Ed joined Nick and Drew at the wall of bars. Too close. He couldn’t breathe. Drew stepped back and sat on the cot, needing the small separation from his hovering brothers.

“When is Danna getting back?”

Ed’s question sounded as if it came from a thousand miles away. Drew shook his head, trying to drown out that word.Mistake.It echoed in his mind. He’d trusted another city woman and brought his brothers to this jail cell.

Wallace turned to Ed. “I don’t know.” The deputy’s tone was sharp. He faced Quade. “I have witnesses that say McGraw threw the first punch, that he and his brothers instigated the brawl.”

Drew’s eyes slid closed. Of course they had. Because Michael had been threatening Kaitlyn, and they would always protect their own.

Or one they thought of as their own.

Images flashed through his mind. He hadn’t had a clear view of her. Had she really been struggling?

Wallace’s voice tugged him back to the present. “But your men outnumbered them. They chose to continue throwing punches when restraining the McGraws would have been sufficient.”

Quade nodded. “I understand. If you have to keep them all here until Danna gets back, I can live with that.”

“Boss!” Conchas moved forward in his own cell. “You didn’t say nuttin’—”

“Shut it, Riley. You made your bed.” Quade tossed a gloating look toward the McGraws, then faced Wallace. “There’s no urgent work on my spread. No major deadline. Be a shame if there was over at the McGraw place.”

Ed shook the cell bars. “You low-down skunk.”

Quade slipped out the front door.

The nettle stings in Drew’s chest became raw burns. Ed was going to lose his homestead. They wouldn’t be out of this cell in time to meet the deadline.

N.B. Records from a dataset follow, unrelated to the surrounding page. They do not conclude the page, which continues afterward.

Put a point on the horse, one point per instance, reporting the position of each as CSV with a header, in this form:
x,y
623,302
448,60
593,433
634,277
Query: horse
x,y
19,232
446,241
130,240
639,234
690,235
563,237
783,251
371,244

And Quade had been a part of it all.

Nick sat beside him and laid a hand on Drew’s shoulder. “Isaac is still there. He can finish it. There’s not much left.”

Drew shook his head. “You think Isaac will leave us here while he works on the cabin? When we don’t come home, he’ll come looking for us.”

Nick shook his hand back and forth. Drew nodded. He thought it was about a fifty-fifty chance as well.

Conchas moved toward the bars separating the two cells and grinned. “Be a right shame for a half-built house to catch fire,” he muttered.

Ed launched himself toward the cowhand, who snickered as he stepped back out of reach.

“Get back from those bars, McGraw,” the deputy roared.

Nick turned to Drew, his face pale. “If Kaitlyn’s gone, where are the kids?”

* * *

How did I end up here?

Kaitlyn shifted in her seat next to Michael. This train was taking her to prison. No one was going to save her, not even herself. Not at the price of the children.

The young boy in the seat across the aisle from them was restless after a couple of hours on the train. He stepped into the aisle and bumped into Michael. Her brother shoved him back a step.

The boy ran to his mother, who held him close while she glared at Michael.

Kaitlyn had held Tillie like that. The night Kaitlyn had packed her trunk, Tillie had cried, not wanting Kaitlyn to leave. Would she remember Kaitlyn telling her that no matter what, it wasn’t her fault? She hoped so.